Mevrouw De Boer (GroenLinks):
Corona kan ons allemaal treffen, maar treft ons niet allemaal even hard. Ouderen, mensen met een slechte gezondheid, mensen met contactberoepen en mensen die dicht op elkaar wonen, lopen meer risico op besmetting of op een ernstig verloop van de ziekte. Vaak zijn dat de mensen die het ook sociaaleconomisch zwaarder hebben. Ook de maatregelen zullen niet voor iedereen dezelfde gevolgen hebben. Het College voor de Rechten van de Mens schrijft op zijn website dat de overheid de te verwachten gevolgen van de voorgenomen maatregelen moet onderzoeken en monitoren om discriminatie en toenemende ongelijkheid te voorkomen. Gaat de regering dat doen? En kan de regering toezeggen om bij het uitvaardigen van de maatregelen oog te hebben voor de gevolgen ervan voor verschillende groepen burgers en in de toelichting ook steeds hierop te zullen ingaan? Kan de regering ook toezeggen dat wanneer het werk van mensen met contactberoepen wordt beperkt, inkomensondersteuning ook toegankelijk zal zijn voor kwetsbare beroepsgroepen, zoals sekswerkers, zodat zij niet opnieuw buiten de boot vallen, doordat zij door de verplichte opting-insystematiek niet worden gekwalificeerd als werknemer, maar ook niet als zelfstandige?
Over gebrekkige communicatie van de regering in de coronacrisis is al veel gezegd en geschreven. De ministers trekken hiervoor weliswaar het boetekleed aan, maar komen nog niet met concrete voornemens om de communicatie te verbeteren, betere informatie te gaan verstrekken, desinformatie tegen te gaan en zo het draagvlak voor de aanpak te vergroten. We lezen dat het kabinet de extra communicatie-uitdaging graag aangaat. We lezen dat er een denktank desinformatie komt, maar we lezen ook dat de verantwoordelijkheid voor het bestrijden van desinformatie vooral buiten de overheid wordt gelegd. We lezen dat de regering de komende tijd gaat uitleggen waarvoor de noodwet is gemaakt, wat de wet regelt en wat de mensen daarvan merken. Er staat "de komende tijd": waarom is dit nog niet gecommuniceerd?

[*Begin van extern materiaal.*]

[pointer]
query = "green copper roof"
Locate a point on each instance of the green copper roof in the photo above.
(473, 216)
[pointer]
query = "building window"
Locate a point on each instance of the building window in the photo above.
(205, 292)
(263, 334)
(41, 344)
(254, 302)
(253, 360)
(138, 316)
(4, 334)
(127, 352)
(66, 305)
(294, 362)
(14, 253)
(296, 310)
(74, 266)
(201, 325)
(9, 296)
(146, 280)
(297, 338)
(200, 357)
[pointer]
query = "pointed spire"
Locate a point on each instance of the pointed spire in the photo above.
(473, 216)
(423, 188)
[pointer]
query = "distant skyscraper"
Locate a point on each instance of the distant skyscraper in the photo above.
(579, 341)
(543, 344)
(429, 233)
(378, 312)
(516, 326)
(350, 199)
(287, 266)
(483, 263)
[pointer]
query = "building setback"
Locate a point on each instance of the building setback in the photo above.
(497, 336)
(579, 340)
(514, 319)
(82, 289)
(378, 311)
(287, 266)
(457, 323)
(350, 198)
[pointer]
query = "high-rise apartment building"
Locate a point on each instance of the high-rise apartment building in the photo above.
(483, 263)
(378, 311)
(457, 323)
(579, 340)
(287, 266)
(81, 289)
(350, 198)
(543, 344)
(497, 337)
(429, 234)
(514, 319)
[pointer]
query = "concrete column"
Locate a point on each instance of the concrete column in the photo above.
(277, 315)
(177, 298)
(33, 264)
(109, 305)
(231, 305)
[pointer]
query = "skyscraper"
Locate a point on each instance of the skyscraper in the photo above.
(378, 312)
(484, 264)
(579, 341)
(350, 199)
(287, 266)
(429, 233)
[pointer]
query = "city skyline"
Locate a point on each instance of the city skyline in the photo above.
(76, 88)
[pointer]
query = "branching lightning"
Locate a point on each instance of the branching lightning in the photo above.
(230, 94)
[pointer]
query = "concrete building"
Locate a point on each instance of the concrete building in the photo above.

We lezen dat de overheid van plan is om actieve overheidsinformatie te gaan verstrekken, zodat burgers betrouwbare informatie tot zich kunnen nemen. Waarom is die er nog niet? Waarom is er geen FAQ, waarin de vragen van al die duizenden burgers die ons mailen worden beantwoord? Niet met eenregelige dooddoeners, maar met serieuze antwoorden.
Voorzitter. Met het aannemen van deze noodwet nemen we een belangrijke stap in het bieden van een door de Grondwet vereiste wettelijke basis aan de coronamaatregelen en het regelen van de democratische controle daarop. Maar in het herstellen van het afbrokkelende draagvlak voor de aanpak van de coronacrisis heeft de regering nog een lange weg te gaan. Aan de slag, zou ik zeggen.
De voorzitter:
Dank u wel, mevrouw De Boer. Dan is het woord aan de heer Nicolaï namens de fractie van de Partij voor de Dieren.